WATERLOO REGION — James Mracek is an explorer.
More than 10,000 university and college students are graduating these days in Waterloo Region.
But Mracek is in a special group of 63 young men and women — the first batch of engineering students with a concentration in nanotechnology.
“We’re very much explorers in this new land,” said Mracek.
“There’s a lot of opportunity there. I don’t think anybody really knows what the boundaries of applicability are yet. That’s what makes it so exciting.”
Nanotechnology is the science of the very small, which is poised to revolutionize technology. It is widely expected to generate two million jobs worldwide by 2015.
One of Mracek’s classmates is working to see if chemotherapy can be controlled through nanotechnology with such pinpoint accuracy that it attacks only the cancerous cells instead of damaging the healthy cells as well.
For his final project, Mracek worked with nanoparticles, each one-ten-thousandth the width of a human hair, to build an “electronic nose” that detects the proportions of different gases.
Like any student with a big end-of-term project, it was a gruelling affair, with all-night work sessions that ended at 6 or 7 a.m.
“It’s been difficult,” admitted 23-year-old Mracek, who is from Timmins.
Small wonder that of 113 students who began the program, only 63 are graduating.
But Mracek, whose next step is to get a PhD in theoretical physics at University of Toronto, said it was a “fantastic” experience to study at Waterloo.
The co-op program there, which alternates workplace experience with terms of academic study, allowed him to discover his love of teaching. He had work experience doing research, teaching and working in a mine doing water sampling.

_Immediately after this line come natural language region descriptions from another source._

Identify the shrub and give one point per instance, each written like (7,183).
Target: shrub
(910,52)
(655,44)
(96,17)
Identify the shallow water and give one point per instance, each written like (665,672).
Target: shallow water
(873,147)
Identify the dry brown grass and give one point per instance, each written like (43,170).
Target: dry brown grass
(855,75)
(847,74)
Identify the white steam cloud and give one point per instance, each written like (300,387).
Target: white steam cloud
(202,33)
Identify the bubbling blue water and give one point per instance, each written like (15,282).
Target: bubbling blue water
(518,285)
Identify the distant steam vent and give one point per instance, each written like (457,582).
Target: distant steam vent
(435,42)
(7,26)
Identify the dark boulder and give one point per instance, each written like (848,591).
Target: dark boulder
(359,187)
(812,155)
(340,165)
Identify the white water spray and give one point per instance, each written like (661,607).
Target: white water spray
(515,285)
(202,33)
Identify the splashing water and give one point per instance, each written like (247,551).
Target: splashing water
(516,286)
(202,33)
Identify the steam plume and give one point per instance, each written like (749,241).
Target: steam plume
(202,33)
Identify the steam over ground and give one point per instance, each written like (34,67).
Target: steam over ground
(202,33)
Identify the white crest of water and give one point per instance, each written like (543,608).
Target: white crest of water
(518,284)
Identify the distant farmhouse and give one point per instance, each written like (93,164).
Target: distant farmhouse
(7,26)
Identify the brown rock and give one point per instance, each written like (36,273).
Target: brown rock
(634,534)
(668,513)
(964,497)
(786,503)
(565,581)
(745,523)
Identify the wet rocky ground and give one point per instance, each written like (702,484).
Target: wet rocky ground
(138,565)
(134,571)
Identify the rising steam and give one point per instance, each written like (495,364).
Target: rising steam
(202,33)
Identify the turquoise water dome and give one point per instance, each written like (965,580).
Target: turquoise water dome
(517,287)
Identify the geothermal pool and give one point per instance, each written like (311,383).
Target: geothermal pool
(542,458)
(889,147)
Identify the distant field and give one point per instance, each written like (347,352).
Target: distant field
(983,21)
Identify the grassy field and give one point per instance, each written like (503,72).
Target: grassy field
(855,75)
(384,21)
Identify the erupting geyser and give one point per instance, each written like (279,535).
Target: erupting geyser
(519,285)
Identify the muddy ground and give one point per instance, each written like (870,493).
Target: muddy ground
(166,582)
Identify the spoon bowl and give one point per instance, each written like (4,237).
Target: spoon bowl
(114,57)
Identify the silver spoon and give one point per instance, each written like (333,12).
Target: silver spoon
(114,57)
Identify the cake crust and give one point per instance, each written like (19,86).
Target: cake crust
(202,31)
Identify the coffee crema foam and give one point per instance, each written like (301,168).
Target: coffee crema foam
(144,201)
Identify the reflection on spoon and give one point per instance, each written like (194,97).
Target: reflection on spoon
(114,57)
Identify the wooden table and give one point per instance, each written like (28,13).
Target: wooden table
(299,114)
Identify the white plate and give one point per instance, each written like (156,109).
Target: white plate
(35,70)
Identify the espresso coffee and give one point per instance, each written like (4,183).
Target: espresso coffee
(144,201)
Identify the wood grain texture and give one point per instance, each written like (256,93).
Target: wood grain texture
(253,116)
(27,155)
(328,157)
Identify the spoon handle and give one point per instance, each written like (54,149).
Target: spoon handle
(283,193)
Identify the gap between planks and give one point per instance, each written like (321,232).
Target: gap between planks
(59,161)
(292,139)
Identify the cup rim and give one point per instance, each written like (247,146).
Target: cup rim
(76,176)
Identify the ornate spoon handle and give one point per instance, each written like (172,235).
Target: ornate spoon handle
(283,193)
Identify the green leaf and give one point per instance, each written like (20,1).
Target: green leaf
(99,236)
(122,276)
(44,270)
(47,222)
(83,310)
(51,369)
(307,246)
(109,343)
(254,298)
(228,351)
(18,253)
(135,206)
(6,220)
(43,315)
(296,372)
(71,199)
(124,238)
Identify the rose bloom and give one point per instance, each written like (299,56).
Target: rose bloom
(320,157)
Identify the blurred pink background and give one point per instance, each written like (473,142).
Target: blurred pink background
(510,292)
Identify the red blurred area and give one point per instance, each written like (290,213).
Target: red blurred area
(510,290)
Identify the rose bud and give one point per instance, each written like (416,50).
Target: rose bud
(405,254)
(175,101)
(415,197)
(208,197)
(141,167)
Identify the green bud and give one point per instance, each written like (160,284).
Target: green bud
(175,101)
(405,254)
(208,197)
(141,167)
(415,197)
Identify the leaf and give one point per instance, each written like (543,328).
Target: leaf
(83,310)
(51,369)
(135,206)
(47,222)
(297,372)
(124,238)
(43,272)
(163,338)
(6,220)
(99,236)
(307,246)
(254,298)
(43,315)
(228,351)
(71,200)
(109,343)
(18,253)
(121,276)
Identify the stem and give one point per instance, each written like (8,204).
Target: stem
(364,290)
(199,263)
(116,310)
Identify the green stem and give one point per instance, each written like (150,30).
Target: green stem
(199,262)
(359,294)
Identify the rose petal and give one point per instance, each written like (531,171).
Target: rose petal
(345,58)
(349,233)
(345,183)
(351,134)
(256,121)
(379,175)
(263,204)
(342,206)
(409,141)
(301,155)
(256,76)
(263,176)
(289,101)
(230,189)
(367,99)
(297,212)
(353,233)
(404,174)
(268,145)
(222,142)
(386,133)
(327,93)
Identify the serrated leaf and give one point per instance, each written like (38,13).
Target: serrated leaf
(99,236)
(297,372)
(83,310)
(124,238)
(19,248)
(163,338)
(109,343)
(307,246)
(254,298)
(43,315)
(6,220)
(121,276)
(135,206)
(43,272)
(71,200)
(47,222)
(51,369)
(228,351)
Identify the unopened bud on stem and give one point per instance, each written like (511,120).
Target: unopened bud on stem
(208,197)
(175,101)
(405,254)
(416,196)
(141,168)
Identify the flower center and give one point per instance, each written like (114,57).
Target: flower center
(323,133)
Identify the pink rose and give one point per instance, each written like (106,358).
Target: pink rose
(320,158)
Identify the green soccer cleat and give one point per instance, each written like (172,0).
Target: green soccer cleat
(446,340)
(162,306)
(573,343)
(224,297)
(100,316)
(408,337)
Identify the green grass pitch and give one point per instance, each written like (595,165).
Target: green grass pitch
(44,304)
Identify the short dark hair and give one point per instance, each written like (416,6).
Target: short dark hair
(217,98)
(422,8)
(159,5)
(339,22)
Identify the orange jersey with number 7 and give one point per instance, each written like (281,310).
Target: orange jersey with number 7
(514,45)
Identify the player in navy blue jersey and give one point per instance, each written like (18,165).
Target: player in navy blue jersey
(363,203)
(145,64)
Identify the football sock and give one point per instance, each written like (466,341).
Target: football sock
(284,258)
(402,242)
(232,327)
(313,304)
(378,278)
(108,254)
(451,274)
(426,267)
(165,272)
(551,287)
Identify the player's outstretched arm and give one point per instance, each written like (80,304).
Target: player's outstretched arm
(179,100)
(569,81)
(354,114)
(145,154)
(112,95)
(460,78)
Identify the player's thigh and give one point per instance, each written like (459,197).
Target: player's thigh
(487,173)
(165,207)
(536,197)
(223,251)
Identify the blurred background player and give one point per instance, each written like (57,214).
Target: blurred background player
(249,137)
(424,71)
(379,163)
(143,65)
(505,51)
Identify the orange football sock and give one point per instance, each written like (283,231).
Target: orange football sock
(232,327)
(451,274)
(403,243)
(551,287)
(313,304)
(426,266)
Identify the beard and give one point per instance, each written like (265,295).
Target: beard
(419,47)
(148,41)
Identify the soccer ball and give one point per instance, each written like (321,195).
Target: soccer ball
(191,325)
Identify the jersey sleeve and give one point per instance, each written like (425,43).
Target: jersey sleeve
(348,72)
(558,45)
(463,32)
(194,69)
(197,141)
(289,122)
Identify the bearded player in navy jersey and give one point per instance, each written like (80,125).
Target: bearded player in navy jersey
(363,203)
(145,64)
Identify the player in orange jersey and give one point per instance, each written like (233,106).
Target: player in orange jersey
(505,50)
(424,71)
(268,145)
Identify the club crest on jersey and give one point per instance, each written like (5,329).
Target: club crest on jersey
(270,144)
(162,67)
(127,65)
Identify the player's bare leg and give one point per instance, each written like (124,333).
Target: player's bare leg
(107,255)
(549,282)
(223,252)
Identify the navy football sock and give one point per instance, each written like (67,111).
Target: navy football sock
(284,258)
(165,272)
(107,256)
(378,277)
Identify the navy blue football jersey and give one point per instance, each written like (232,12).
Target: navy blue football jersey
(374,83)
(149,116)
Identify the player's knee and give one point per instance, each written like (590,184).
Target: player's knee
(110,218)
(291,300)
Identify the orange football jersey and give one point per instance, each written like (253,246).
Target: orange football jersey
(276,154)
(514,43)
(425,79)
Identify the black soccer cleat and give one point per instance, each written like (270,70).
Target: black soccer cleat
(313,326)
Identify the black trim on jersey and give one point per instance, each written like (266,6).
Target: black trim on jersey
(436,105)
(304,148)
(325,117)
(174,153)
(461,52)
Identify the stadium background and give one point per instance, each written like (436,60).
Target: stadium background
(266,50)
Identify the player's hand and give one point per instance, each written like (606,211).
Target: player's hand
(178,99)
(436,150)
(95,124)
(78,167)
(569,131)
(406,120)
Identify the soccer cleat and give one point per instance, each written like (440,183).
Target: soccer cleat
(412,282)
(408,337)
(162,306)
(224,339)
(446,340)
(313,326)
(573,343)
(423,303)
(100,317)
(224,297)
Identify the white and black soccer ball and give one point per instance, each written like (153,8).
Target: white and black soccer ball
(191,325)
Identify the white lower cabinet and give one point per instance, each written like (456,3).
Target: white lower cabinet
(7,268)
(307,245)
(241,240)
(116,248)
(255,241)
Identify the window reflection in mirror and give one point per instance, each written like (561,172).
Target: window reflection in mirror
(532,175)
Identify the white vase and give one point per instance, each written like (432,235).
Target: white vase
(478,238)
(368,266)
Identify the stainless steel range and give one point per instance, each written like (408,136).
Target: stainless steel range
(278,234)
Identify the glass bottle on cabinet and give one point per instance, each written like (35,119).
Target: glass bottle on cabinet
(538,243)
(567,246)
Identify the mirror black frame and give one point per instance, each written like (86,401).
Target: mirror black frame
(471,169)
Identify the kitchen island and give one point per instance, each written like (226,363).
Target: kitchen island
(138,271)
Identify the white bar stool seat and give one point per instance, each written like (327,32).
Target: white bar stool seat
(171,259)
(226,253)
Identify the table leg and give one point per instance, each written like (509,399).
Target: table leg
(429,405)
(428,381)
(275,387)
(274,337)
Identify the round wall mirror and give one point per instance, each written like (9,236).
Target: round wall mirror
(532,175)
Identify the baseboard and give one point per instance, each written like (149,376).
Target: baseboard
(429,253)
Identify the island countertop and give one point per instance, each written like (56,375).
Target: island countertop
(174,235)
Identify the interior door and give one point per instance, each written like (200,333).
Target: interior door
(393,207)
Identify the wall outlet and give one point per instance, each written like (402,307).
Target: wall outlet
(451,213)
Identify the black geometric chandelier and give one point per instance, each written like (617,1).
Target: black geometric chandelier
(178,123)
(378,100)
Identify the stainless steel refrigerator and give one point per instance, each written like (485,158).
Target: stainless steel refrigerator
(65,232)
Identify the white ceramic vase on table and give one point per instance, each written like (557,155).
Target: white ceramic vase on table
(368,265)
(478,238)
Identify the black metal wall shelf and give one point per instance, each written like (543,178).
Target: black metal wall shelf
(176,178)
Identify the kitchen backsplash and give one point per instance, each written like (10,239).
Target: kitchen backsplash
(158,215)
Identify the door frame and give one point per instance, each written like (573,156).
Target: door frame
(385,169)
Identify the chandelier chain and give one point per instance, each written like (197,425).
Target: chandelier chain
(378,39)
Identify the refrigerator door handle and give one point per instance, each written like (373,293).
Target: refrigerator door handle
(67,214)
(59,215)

And so, even though it’s a competitive field, Mracek knows he wants to teach physics in a university and do research into the underlying theories of how the tiniest building blocks of matter behave.
This week, University of Waterloo is graduating 3,641 undergraduates and 710 graduate students.
Wilfrid Laurier University is also graduating 2,533 students over a two-week period that ends next Wednesday.
And Conestoga College graduates 3,900 students this week.